COMPMID-1773: Replaced Gemm wrapper for NEGEMM in NEWinograd
Change-Id: I68c648a5246fcdc67a496602089f93d65eb1d601
diff --git a/arm_compute/runtime/NEON/functions/NEWinogradConvolutionLayer.h b/arm_compute/runtime/NEON/functions/NEWinogradConvolutionLayer.h
index 5da6331..292c70b 100644
--- a/arm_compute/runtime/NEON/functions/NEWinogradConvolutionLayer.h
+++ b/arm_compute/runtime/NEON/functions/NEWinogradConvolutionLayer.h
@@ -31,7 +31,8 @@
#include "arm_compute/runtime/CPP/functions/CPPPermute.h"
#include "arm_compute/runtime/MemoryGroup.h"

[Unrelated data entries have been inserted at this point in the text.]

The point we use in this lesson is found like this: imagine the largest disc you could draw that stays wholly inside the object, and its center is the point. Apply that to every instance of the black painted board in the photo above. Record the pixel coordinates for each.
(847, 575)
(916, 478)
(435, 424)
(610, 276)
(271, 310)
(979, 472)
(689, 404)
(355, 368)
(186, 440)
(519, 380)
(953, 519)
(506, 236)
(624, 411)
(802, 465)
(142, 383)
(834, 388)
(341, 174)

#include "arm_compute/runtime/NEON/functions/NEActivationLayer.h"
-#include "arm_compute/runtime/NEON/functions/NEGEMMAssemblyDispatch.h"
+#include "arm_compute/runtime/NEON/functions/NEGEMM.h"
+
#include "arm_compute/runtime/Tensor.h"
#include <memory>
@@ -103,7 +104,7 @@
private:
MemoryGroup _memory_group;
- NEGEMMAssemblyDispatch _asm_glue;
+ NEGEMM _gemm_function;
std::unique_ptr<INEKernel> _transform_input_kernel;
std::unique_ptr<INEKernel> _transform_output_kernel;
std::unique_ptr<INEKernel> _transform_weights_kernel;
diff --git a/src/runtime/NEON/functions/NEWinogradConvolutionLayer.cpp b/src/runtime/NEON/functions/NEWinogradConvolutionLayer.cpp
index 569db37..c8e3b3b 100644
--- a/src/runtime/NEON/functions/NEWinogradConvolutionLayer.cpp
+++ b/src/runtime/NEON/functions/NEWinogradConvolutionLayer.cpp
@@ -235,7 +235,7 @@
} //namespace
NEWinogradConvolutionLayer::NEWinogradConvolutionLayer(std::shared_ptr<IMemoryManager> memory_manager)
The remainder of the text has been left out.